Educators across the world are feeling overwhelmed by their schools moving to e-learning or closing due to the coronavirus. Teachers, school counselors, and support staff are lifelines for their students. Not only are educators tasked with teaching a diverse population a year’s worth of content, but students also rely on their teachers for support in all realms of their lives.
Like you, what kept me in my classroom after-hours and up at night was not worrying about my students’ knowledge of physical science but their well-being. I spent countless hours and dollars, ensuring my students knew my classroom was a safe space for them. I know that this is your concern too. “Are they hungry?” “Are they safe?” “Do they feel loved?” These questions become all too real when worrying that your students do not have access to their safe space — school — during mass school closures.

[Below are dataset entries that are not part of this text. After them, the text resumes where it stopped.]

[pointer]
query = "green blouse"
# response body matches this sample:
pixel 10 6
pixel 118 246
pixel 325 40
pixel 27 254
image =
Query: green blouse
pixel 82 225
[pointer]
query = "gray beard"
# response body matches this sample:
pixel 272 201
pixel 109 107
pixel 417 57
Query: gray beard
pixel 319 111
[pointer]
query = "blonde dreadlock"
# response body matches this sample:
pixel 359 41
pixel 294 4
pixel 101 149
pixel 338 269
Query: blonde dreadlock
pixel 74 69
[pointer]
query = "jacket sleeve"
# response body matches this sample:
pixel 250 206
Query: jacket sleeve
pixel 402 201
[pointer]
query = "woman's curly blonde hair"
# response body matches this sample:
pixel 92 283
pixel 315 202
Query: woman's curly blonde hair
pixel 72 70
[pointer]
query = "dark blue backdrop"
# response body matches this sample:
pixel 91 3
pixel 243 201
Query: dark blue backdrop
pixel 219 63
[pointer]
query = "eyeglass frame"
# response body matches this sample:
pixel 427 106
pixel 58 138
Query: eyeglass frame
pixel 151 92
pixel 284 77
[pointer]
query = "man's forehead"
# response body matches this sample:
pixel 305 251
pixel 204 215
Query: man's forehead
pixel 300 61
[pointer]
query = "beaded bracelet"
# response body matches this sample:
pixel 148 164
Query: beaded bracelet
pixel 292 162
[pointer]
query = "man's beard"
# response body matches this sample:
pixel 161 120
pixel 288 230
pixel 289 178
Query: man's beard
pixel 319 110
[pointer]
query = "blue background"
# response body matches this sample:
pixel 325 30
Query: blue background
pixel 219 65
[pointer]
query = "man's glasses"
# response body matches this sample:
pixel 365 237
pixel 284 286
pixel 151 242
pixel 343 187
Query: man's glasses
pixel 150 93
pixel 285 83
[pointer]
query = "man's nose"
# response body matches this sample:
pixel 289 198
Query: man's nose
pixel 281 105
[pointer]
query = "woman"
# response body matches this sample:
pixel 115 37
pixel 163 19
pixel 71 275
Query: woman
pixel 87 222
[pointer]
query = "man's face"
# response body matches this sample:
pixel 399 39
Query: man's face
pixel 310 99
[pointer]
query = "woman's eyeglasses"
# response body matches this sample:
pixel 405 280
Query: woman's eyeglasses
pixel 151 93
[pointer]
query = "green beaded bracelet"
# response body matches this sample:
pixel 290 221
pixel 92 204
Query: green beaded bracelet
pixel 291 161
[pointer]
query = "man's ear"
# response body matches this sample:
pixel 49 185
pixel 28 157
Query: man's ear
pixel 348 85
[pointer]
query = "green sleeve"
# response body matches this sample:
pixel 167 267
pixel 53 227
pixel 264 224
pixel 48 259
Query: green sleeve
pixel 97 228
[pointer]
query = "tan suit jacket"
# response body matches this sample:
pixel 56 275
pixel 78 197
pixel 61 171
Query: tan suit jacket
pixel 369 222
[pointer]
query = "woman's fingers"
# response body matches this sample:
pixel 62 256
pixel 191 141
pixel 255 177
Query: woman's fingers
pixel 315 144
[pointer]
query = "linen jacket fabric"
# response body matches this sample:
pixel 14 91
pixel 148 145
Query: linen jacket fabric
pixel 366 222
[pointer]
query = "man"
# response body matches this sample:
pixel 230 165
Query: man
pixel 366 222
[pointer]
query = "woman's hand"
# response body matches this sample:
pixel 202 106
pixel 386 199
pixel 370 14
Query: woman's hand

Here are five tips for connecting with and supporting your students’ wellbeing amid the COVID-19 outbreak:
Continue to send regular updates. Use your schools’ messenger system, email, or even mail letters to your students to let them know you are thinking about them, and you miss them. Keep these messages personal and uplifting, not just about academics. Let your students know that you are thinking about them, and you’re still there to support them.
Understand your students’ environment. Send home a survey or call home to discuss internet and device access, as well as the type of learning environment your students’ have at home. Use these discussions to build community and promote local resources for families in need.
Show your students a familiar face. Record a video to send to your students, or take advantage of free virtual meeting spaces, to let your students hear from you and connect with you. Companies like Zoom, are offering free video conferencing accounts to schools.
Be flexible and understanding. This might be your students’ first time in an e-learning environment. It may take time for some of your students to adjust to learning outside of your traditional classroom. Creating short modules or mini-lessons can help students work in smaller chunks.
Try something new. Use this time to be creative with your instruction. Host a virtual science fair, or class read-aloud, or create a discussion board to ensure your students are still interacting with one another. In response to the COVID-19 outbreak, Tallo is offering free school accounts to schools and educators affected by the crisis. To learn more, check out our free resources for schools to help you stay connected during the pandemic and beyond.
It’s important to remember through all of this that you’re not alone — even though it might feel that way for both you and your students. That’s why I recommend reaching out and utilizing the technology available to all of us as teachers to connect in new ways and share a positive message with students who might be struggling with what all of this means for them.